Podem-se descobrir artistas em todas as
partes do triângulo. Aquele que, entre
eles, é capaz de olhar além dos limites da parte a que pertence é um profeta
para os que o cercam. Ele ajuda a
fazer avançar a carroça recalcitrante... Essa multidão tem fome – muitas
vezes sem que ela própria esteja consciente disso – o pão espiritual quem
convém às suas necessidades.” KANDINSKY
Penso que aqui está a
convocação que Kandinsky faz a nós, artistas e arteterapeutas atuantes no
século XXI. Através de nossa sensibilidade e intuição, temos a capacidade de
perceber a loucura dos nossos tempos, de ver além do estabelecido e através da
arte sermos agentes no social, contribuindo para o avanço da “pesada carroça da
humanidade.”
É digno de nota que kandinsky não
se furta de fazer menção à uma espécie de efeito colateral deste caminho para
uma experiência espiritual ao qual pode tomar o artista:
“Esse esquema da vida espiritual... [esconde]
todo um lado de sombra, uma grande face obscura, uma mancha morta. Com
demasiada frequência, esse pão converte-se no alimento de todos aqueles que se
mantém num plano mais elevado. Mas, para eles, pode vir a se tornar um veneno.

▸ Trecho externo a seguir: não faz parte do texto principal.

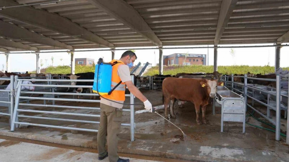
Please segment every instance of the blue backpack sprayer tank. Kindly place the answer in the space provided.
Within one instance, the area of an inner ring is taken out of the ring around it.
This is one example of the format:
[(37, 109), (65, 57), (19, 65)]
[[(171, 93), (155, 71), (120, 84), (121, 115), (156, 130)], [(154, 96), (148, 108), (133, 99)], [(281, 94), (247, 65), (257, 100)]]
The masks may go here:
[[(119, 82), (112, 89), (111, 89), (111, 79), (112, 76), (112, 66), (119, 62), (116, 61), (112, 64), (110, 63), (103, 62), (102, 58), (100, 58), (97, 62), (97, 64), (95, 65), (95, 72), (94, 73), (94, 79), (93, 80), (93, 85), (92, 91), (97, 93), (100, 97), (110, 101), (116, 102), (110, 100), (102, 96), (102, 95), (107, 94), (110, 95), (112, 92), (121, 83), (121, 81)], [(142, 104), (122, 104), (128, 105), (143, 105)]]
[[(94, 79), (93, 80), (93, 85), (92, 88), (92, 91), (94, 92), (97, 93), (100, 96), (106, 100), (119, 104), (120, 104), (127, 105), (143, 105), (142, 104), (121, 104), (114, 101), (105, 98), (101, 96), (102, 95), (105, 94), (110, 95), (111, 94), (112, 91), (121, 83), (121, 81), (116, 85), (116, 86), (114, 87), (113, 89), (111, 89), (111, 78), (112, 76), (112, 66), (118, 63), (116, 62), (113, 62), (112, 64), (110, 63), (103, 62), (103, 59), (101, 58), (99, 58), (98, 60), (98, 61), (97, 62), (97, 64), (95, 65), (95, 72), (94, 73)], [(158, 114), (179, 128), (183, 133), (184, 137), (186, 137), (186, 135), (183, 131), (181, 129), (181, 128), (157, 113), (155, 111), (155, 109), (154, 108), (153, 108), (153, 112)]]

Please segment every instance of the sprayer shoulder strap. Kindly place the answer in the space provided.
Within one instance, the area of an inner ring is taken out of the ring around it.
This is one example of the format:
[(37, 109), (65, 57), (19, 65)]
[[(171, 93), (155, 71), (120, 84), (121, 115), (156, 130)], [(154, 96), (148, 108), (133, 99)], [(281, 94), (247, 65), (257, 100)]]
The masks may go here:
[(118, 62), (117, 61), (115, 61), (113, 62), (112, 62), (112, 63), (111, 64), (111, 66), (112, 66), (114, 65), (115, 65), (116, 64), (119, 64), (120, 63), (120, 62)]
[[(112, 66), (115, 65), (116, 64), (118, 64), (119, 63), (120, 63), (120, 62), (118, 62), (117, 61), (115, 61), (113, 62), (111, 66)], [(113, 87), (113, 88), (112, 88), (112, 89), (110, 90), (110, 91), (109, 92), (108, 92), (108, 95), (110, 95), (110, 94), (111, 94), (111, 93), (112, 92), (112, 91), (114, 91), (114, 89), (115, 89), (116, 88), (117, 88), (117, 87), (119, 85), (121, 84), (121, 82), (122, 82), (121, 81), (120, 81), (119, 82), (118, 82), (118, 83), (117, 83), (117, 84), (114, 87)]]

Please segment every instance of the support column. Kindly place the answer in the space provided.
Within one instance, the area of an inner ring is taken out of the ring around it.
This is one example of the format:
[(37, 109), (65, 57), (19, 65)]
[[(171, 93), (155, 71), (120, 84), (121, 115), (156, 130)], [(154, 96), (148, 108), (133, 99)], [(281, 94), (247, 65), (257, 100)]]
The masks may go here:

Uma pequena dose basta para agir sobre a alma... Absorvido, em dose elevada,
esse veneno arrasta a alma em sua queda brutal. Num de seus romances,
Stenkiewicz compara a vida espiritual à natação; aquele que não trabalha sem
descanso e não luta incessantemente está condenado a afundar. É então que o dom
natural do homem, o ‘talento’... pode tornar-se uma maldição para o artista que
o recebeu e também para todos aqueles que comerem desse pão envenenado.”
KANDINSKY
Penso que este fragmento serve
de alerta ao arteterapeuta para que esteja atento a si, sua biografia, suas
próprias “necessidades interiores” e que dê espaço a elas nos lugares oportunos:
a própria terapia e a supervisão. Estes são os espaços propícios para que o
arteterapeuta não se envenene, que permaneça nadando e não afunde. As
consequências para um terapeuta com a sensibilidade artística que não cuida de
si e se propõe a cuidar do outro são catastróficas para todos.
Concluo com kandinsky que
incentiva seu leitor à esta tão profunda mudança de rumo através da experiência
da arte:
“Quem quer que mergulhe nas
profundezas de sua arte, em busca de tesouros invisíveis, trabalha para erguer
essa pirâmide espiritual que chegará ao céu”. KANDINSKY
Caso você tenha se identificado com a proposta do “Não palavra abre as portas” e se sinta motivado a aceitar o nosso convite, escreva para naopalavra@gmail.com
Assim poderemos iniciar nosso contato para maiores esclarecimentos quanto à proposta, ao formato do texto e quem sabe para um amadurecimento da sua ideia.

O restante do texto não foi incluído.